The dialog on Being begins by setting a context that facilitates transformation. Often when you enter a discussion, you do it with an impulse to protect, secure and proselytize your existing points of view.
You are committed to the preservation of your existing view of the world. Although you say you are committed to change, in practice you resist change.
(Gur) Nanak begins this amazing dialog by showing a very different route. With these words, Nanak isn’t addressing the Yogis. Rather, these are directed at the self. This is an instruction to you (the reader, as much as to myself), as you head into any interaction in life – be it with person(s), a book, school, work or any relationship(s).
Instead of your usual habit of approaching an interaction with a view to protect, preserve and proselytize what you know, Nanak is asking you to create a space of operation wherefrom you approach interactions with an openness to learn and appreciate what you may find – without assumptions, preconceived notions and barriers of the known.
In an appreciative inquiry one looks for value, rather than to judge and compare to feel superior or to hide your own weaknesses.
By agreeing or disagreeing or indulging your opinions all you do is ensure the perpetuation of, and operation from, your existing points of view.
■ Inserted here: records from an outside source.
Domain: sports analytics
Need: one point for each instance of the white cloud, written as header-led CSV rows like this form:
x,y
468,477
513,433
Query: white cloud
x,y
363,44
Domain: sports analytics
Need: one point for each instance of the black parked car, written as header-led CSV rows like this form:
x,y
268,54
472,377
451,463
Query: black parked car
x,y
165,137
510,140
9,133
An inquiry into the unknown, where you are committed to growth, would make a qualitative difference to your every interaction.
So, an alternative is for you to approach an “other” as you would someone with great wisdom and insight. That is because you don't really know who they are. All you may know about them is your past experiences with them and the expectations you have built of them – you know, the known.
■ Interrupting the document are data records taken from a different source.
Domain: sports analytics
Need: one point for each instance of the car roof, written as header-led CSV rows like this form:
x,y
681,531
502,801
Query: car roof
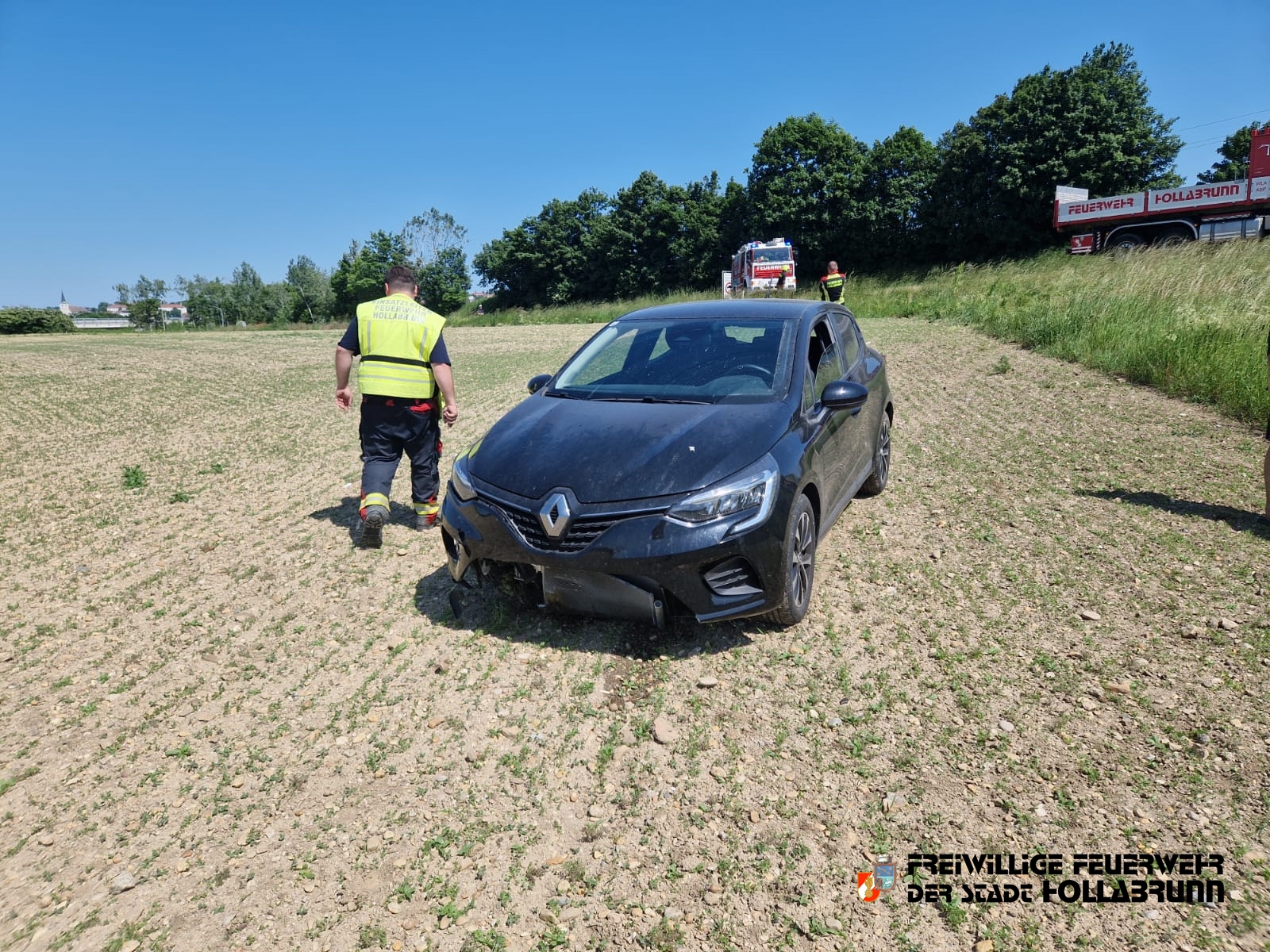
x,y
732,310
That does not offer any freedom.
In fact, it restricts powerful and creative interactions.
The latter occur in inquiry – in the unknown, where there is possibility to be surprised and to be inspired.
Consider the difference in your known ways of interacting with people. What if you entered every interaction as though it were with highly competent people who may be your pathway to unknown wisdom and insight?
Wouldn’t you enter those interactions with respect, humility, and a great deal of excitement?
That is a state of being available to you in every interaction where you go to discover, rather than simply to confirm or impose your previously held beliefs.
(Gur) Nanak says that he is open to possibilities for growth in every communication. For that, he puts aside (cuts out) his preconceived notions/biases when he engages another.
When you approach another with your preconceived notions/biases, do you really engage them? In fact, you do not. You engage your notion of them.
Nanak encourages us to distinguish our preferences and interpretations of the world from the reality of it. And this possibility is available to us in every interaction if we approach every interaction to get in touch with the world the way-it-is.
This will happen if your commitment to transformation is stronger than your commitment to your distorted versions of reality – your interpretations of the world. By living such, you will have ready access to ways of being connected to the Source.